Just before seven there disembarked at floor two out of the cream-and-gold elevator one of those visions that have helped to make Fifth Avenue a street of the worst-dressed women in the world. The vision was Two-eighteen, and her clothes were of the kind that prepared you for the shock that you got when you looked at her face. Plume met fur, and fur met silk, and silk met lace, and lace met gold—and the whole met and ran into a riot of colour, and perfume—and little jangling, swishing sounds. Just by glancing at Two-eighteen’s feet in their inadequate openwork silk and soft kid you knew that Two-eighteen’s lips would be carmined.

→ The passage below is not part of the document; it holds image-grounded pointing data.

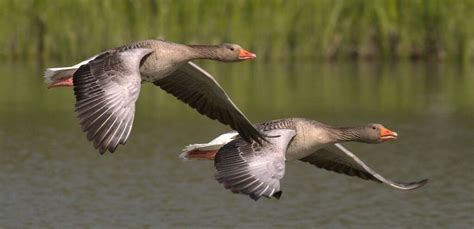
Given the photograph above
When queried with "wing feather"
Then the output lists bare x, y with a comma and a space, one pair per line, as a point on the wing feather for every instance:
201, 91
253, 169
339, 159
106, 90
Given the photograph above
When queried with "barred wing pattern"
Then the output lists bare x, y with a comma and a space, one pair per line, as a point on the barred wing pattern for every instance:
338, 159
197, 88
106, 90
253, 169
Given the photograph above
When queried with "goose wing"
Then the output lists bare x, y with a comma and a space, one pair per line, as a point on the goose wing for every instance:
339, 159
253, 169
106, 89
196, 87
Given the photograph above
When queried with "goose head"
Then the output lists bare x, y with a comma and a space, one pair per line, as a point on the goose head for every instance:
376, 133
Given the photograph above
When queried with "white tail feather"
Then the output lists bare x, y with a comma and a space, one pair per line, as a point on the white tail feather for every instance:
52, 75
215, 144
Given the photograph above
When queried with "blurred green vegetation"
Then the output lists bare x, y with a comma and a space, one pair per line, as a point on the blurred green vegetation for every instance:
275, 30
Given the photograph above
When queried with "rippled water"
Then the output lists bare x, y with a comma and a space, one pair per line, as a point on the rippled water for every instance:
50, 176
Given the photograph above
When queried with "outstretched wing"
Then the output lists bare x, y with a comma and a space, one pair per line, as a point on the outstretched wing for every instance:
201, 91
253, 169
339, 159
106, 89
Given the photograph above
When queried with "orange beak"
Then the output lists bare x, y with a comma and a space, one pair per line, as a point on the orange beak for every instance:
67, 82
387, 135
245, 55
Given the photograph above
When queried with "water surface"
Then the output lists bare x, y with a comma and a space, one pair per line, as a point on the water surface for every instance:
50, 175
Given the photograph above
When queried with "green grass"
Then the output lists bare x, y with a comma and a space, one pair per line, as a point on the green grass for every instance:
275, 30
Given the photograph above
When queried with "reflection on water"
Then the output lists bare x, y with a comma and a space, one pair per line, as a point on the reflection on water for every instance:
51, 176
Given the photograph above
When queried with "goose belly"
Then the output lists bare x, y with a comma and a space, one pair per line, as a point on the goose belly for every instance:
296, 152
306, 143
156, 67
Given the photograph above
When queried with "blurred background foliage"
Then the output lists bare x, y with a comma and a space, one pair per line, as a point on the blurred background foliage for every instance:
62, 30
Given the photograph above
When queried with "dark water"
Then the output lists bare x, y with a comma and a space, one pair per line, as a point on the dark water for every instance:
50, 176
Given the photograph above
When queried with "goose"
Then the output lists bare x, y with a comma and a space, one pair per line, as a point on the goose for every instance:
107, 85
256, 170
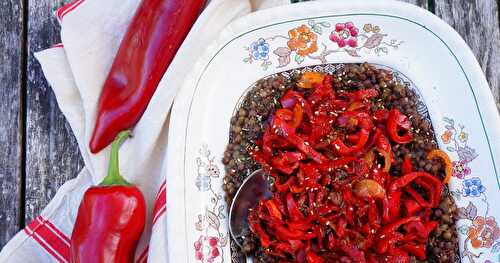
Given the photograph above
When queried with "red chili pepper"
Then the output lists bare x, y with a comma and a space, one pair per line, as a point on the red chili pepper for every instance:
110, 218
397, 121
149, 45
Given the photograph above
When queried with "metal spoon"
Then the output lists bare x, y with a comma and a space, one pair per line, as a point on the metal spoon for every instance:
256, 187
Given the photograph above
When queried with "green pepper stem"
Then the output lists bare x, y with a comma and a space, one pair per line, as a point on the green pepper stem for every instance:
114, 177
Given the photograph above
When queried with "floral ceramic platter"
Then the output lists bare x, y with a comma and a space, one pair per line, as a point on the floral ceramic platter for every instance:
394, 34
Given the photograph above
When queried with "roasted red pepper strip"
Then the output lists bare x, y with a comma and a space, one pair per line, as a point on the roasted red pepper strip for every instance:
313, 258
353, 252
149, 45
273, 209
411, 207
395, 121
287, 162
394, 205
416, 250
306, 148
110, 218
293, 210
347, 150
427, 181
392, 227
407, 166
329, 183
284, 187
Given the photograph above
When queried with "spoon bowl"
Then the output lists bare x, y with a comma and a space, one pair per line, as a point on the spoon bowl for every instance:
255, 187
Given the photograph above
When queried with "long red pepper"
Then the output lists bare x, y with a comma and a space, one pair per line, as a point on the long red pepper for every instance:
110, 218
151, 42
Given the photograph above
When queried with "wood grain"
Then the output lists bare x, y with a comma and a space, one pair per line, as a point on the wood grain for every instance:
477, 22
52, 155
11, 41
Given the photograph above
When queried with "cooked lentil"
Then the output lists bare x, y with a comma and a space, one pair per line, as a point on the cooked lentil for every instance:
250, 120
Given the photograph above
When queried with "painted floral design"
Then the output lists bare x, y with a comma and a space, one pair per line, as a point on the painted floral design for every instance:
473, 187
480, 230
483, 232
308, 41
302, 40
203, 183
260, 49
209, 246
446, 136
345, 34
460, 169
207, 249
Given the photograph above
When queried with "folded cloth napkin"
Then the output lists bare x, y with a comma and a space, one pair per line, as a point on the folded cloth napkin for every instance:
91, 31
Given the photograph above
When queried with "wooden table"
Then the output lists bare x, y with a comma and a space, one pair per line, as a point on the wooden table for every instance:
39, 152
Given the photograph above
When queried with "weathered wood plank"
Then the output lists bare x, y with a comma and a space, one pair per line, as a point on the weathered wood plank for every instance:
477, 22
52, 155
11, 30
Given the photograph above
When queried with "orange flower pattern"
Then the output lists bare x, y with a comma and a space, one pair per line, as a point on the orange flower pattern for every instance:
446, 136
302, 40
483, 232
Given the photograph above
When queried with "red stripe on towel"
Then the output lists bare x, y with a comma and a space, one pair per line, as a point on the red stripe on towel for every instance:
49, 238
61, 12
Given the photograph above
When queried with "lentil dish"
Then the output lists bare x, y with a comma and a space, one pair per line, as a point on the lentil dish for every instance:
357, 174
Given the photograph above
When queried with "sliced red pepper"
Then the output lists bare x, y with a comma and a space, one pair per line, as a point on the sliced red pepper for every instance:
313, 257
411, 207
387, 241
347, 150
392, 227
427, 181
394, 203
284, 187
293, 210
284, 234
287, 162
380, 115
416, 250
273, 209
397, 121
306, 148
255, 227
407, 166
298, 115
353, 252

She came down the corridor and stopped at Sadie Corn’s desk. Sadie Corn had her key ready for her. Two-eighteen took it daintily between white-gloved fingers.
“I’ll want a maid in fifteen minutes,” she said. “Tell them to send me the one I had yesterday. The pretty one. She isn’t so clumsy as some.”
Sadie Corn jotted down a note without looking up.
“Oh, Julia? Sorry—Julia’s busy,” she lied.
Two-eighteen knew she lied, because at that moment there came round the bend in the broad, marble stairway that led up from the parlour floor the trim, slim figure of Julia herself.